Our latest and current placement is a six-week old baby girl. She came to us with multiple fractures in her ribs and trauma to both legs. It is surmised that she was shaken and dropped. There is a criminal investigation going on concerning her, so we are very likely to have her for several months. She’s a beautiful little girl. She’s fussy right now (maybe that’s how girls are? Ha ha), but a real delight to our family. Shari loves dressing her up…11 years of repressed girl-dressing has exploded on this little one.

So what to make of all this? Wow. Foster care is transformational to say the least. Foster care for small children (we are licensed for 0-5 years old) impacts the entire household as all have to help-there is no escape for anyone. My wife is an awesome mother and supreme nurturer. My boys have responded far better than I could have imagined caring for and loving every child. The whole experience has made me believe that I might not be too old for another baby after all. I think having these children has impacted our church family and friends also. I know several families are thinking and praying about foster care.

The hardest thing is the idea of saying goodbye and letting go. I won’t kid you, it’s very tough. If you don’t want to experience relational pain, don’t be a foster parent. At the same time, there’s a peace that passes understanding when doing this. We honestly try to think of these little ones as if they were Christ Himself. The babies might not know who we are and won’t remember us, but Jesus does and will. It’s a way to say “thank you” to Christ for what He’s done for us. For some inexplicable reason I feel like we’ll get to meet these children again, hopefully in heaven.
I do think we’ll eventually have an opportunity to adopt one of these foster children, which would be a joy, but even if we don’t, we’re sure this is what we should do right now.


Michael Lockridge said...

Some people are mentally and emotionally equipped to foster. It is a wonderful ministry. Other people are not so equipped, and comfortable with that. They will feel comfortable with supporting families such as yours with prayers and whatever other aid is needed.

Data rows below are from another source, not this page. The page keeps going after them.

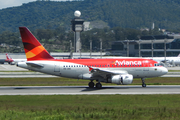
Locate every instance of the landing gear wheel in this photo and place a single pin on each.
(143, 85)
(91, 84)
(98, 85)
(143, 82)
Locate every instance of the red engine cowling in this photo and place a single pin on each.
(122, 79)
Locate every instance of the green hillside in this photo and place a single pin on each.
(121, 13)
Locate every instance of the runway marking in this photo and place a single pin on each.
(84, 90)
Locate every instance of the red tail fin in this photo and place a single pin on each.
(33, 49)
(8, 58)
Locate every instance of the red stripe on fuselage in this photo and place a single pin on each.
(110, 62)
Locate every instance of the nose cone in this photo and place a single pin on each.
(164, 70)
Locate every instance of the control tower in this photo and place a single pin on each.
(77, 27)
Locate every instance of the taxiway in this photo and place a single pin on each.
(84, 90)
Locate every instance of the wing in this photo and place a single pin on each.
(34, 65)
(103, 73)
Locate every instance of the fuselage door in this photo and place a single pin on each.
(56, 68)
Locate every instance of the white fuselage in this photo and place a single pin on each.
(78, 71)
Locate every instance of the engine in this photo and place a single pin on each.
(121, 79)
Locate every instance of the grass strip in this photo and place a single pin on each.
(80, 107)
(74, 82)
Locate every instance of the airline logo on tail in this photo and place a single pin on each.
(33, 49)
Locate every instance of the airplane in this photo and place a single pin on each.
(13, 61)
(117, 70)
(171, 60)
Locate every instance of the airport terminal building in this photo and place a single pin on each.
(148, 46)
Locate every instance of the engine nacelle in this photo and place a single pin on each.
(122, 79)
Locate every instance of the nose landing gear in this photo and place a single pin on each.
(143, 82)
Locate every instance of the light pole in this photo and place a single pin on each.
(127, 48)
(100, 46)
(165, 49)
(70, 49)
(90, 47)
(77, 27)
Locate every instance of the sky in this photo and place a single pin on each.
(11, 3)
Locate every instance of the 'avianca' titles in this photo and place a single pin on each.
(117, 70)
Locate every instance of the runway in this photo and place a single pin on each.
(84, 90)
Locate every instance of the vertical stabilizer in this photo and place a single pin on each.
(33, 49)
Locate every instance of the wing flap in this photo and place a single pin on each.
(34, 65)
(103, 72)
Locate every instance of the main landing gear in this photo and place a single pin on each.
(143, 82)
(98, 85)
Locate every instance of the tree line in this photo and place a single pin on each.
(58, 40)
(116, 13)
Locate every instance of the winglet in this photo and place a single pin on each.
(33, 49)
(8, 58)
(178, 55)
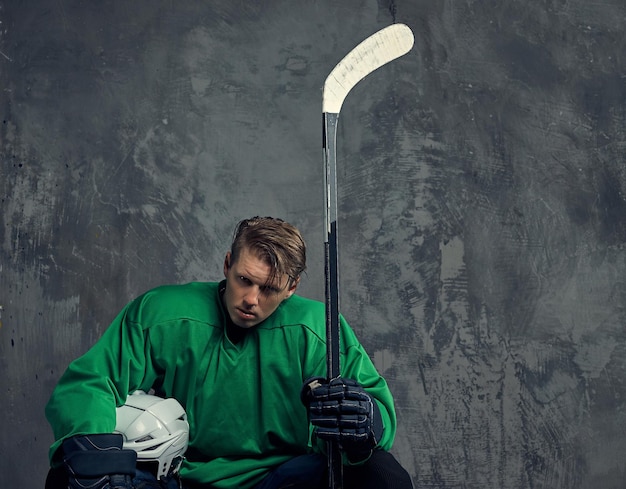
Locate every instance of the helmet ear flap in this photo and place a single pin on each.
(156, 429)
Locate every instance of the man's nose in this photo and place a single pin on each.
(252, 296)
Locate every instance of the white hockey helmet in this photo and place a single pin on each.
(155, 428)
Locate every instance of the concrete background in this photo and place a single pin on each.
(482, 203)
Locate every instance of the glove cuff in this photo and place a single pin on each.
(94, 456)
(362, 451)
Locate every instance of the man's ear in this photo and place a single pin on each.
(292, 288)
(227, 263)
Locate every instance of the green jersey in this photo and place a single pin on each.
(242, 399)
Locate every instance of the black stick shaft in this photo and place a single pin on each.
(331, 269)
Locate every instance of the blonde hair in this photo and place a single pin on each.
(273, 240)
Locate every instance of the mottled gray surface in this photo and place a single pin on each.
(482, 202)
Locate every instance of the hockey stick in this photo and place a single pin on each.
(375, 51)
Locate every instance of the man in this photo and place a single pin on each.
(246, 358)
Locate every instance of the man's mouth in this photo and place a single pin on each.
(245, 314)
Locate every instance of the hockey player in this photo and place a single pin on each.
(246, 359)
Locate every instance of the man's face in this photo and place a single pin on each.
(249, 298)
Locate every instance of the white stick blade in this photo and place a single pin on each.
(375, 51)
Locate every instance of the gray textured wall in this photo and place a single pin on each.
(482, 202)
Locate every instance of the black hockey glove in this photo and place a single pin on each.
(342, 412)
(98, 462)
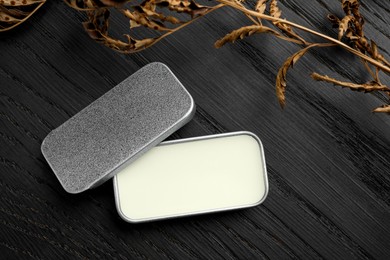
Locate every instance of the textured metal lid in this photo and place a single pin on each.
(137, 114)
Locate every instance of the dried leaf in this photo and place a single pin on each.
(12, 15)
(282, 73)
(149, 10)
(184, 6)
(366, 87)
(274, 9)
(243, 32)
(343, 25)
(285, 28)
(88, 5)
(261, 5)
(139, 17)
(382, 109)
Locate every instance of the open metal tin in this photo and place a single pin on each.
(116, 129)
(193, 176)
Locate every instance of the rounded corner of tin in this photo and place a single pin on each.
(121, 214)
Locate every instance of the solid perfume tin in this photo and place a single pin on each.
(116, 129)
(193, 176)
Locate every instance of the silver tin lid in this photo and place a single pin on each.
(106, 136)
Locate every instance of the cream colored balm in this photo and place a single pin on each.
(193, 176)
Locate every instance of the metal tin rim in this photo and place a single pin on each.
(167, 132)
(266, 185)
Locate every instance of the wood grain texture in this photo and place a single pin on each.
(327, 154)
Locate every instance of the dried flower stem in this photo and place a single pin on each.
(146, 15)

It is a third group that I think needs to be addressed. Those sensitive to the need but ill equipped to handle the nuances of the ministry. They should be encouraged into supporting roles, but discouraged from attempting this ministry at which they will fail.

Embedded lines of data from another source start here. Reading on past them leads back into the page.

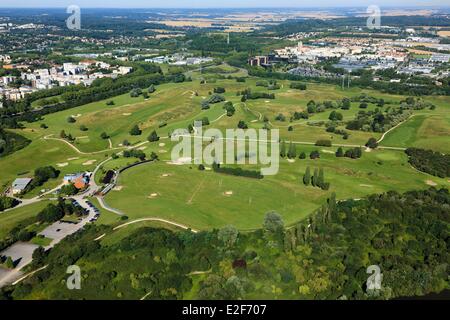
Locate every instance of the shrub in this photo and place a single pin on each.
(323, 143)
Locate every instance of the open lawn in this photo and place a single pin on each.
(206, 199)
(9, 219)
(422, 131)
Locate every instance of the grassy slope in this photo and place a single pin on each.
(8, 220)
(197, 198)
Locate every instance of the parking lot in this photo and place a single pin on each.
(20, 252)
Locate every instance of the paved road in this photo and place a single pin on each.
(56, 231)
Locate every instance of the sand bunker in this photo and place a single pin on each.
(153, 195)
(89, 162)
(62, 164)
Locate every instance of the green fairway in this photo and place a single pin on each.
(205, 199)
(422, 131)
(8, 220)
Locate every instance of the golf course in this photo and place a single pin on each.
(205, 199)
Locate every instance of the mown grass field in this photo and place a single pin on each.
(198, 199)
(9, 219)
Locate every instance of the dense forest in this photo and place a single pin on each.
(324, 257)
(11, 142)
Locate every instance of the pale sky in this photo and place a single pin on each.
(219, 3)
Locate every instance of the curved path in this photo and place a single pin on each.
(49, 137)
(182, 226)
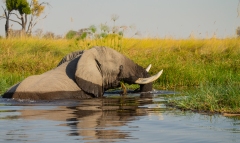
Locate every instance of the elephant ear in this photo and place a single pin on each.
(88, 73)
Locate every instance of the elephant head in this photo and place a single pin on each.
(86, 74)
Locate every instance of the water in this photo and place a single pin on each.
(113, 119)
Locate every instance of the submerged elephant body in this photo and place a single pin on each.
(80, 75)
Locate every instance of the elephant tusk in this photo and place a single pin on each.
(149, 79)
(148, 68)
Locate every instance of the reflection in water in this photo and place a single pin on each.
(91, 118)
(112, 119)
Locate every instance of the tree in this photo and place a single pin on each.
(238, 31)
(34, 9)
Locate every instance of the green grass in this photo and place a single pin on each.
(211, 66)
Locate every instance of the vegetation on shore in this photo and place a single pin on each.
(209, 67)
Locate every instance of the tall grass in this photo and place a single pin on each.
(186, 63)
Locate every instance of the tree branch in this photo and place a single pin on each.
(15, 21)
(16, 15)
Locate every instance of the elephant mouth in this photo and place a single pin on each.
(149, 79)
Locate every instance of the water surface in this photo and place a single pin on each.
(112, 119)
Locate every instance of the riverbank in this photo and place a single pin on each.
(211, 67)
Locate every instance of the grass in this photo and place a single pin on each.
(210, 66)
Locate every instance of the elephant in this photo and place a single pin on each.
(82, 75)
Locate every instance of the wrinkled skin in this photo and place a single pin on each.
(80, 75)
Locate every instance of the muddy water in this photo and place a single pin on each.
(113, 119)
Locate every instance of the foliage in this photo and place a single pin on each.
(34, 9)
(22, 6)
(71, 34)
(210, 66)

My recommendation, in a Christian setting, would be to consult with elders and pastors for some assessment before beginning such a ministry. People driven by admirable (and sometimes less admirable) emotions will find that emotions are not sufficient to meet real needs. A ministry is hard work, met with more than just feelings.

Many young people will benefit from a ministry such as yours. You shall be in my prayers.


Reepicheep said...

Excellent counsel Michael. I agree completely.

becks said...

Tony--I just wanted to write and tell you how much it meant to hear you talk and explain about what you and Shari have been doing these past months. I can truly see that God's Spirit has worked through all of you in this ministry. Thank you for being Jesus to these small ones who need to feel His love. God bless you and please know that I am praying for you all. Becks PS--I am expecting a book out of this some day! :)

Woody Woodward said...

I had no idea that you and Shari had these other twins? As I read, tears flowed. Because of enlarged hearts, filled with immeasurable compassion, I can’t imagine the joy in knowing your family has live what Jesus said in Matthew 25:40, “What you have done for the least of these, My brethren, you have done so for ME.” May the Lord Jesus bless all of you and Shari beyond imagination. Your self-less, humble testimony has touched at the very heart of my being.

Zach said...

Great update, Tony. Thanks for letting us share, in some small way, your journey.

Rick Calohan said...

Praise God for you and Shari in what you do for these children in need.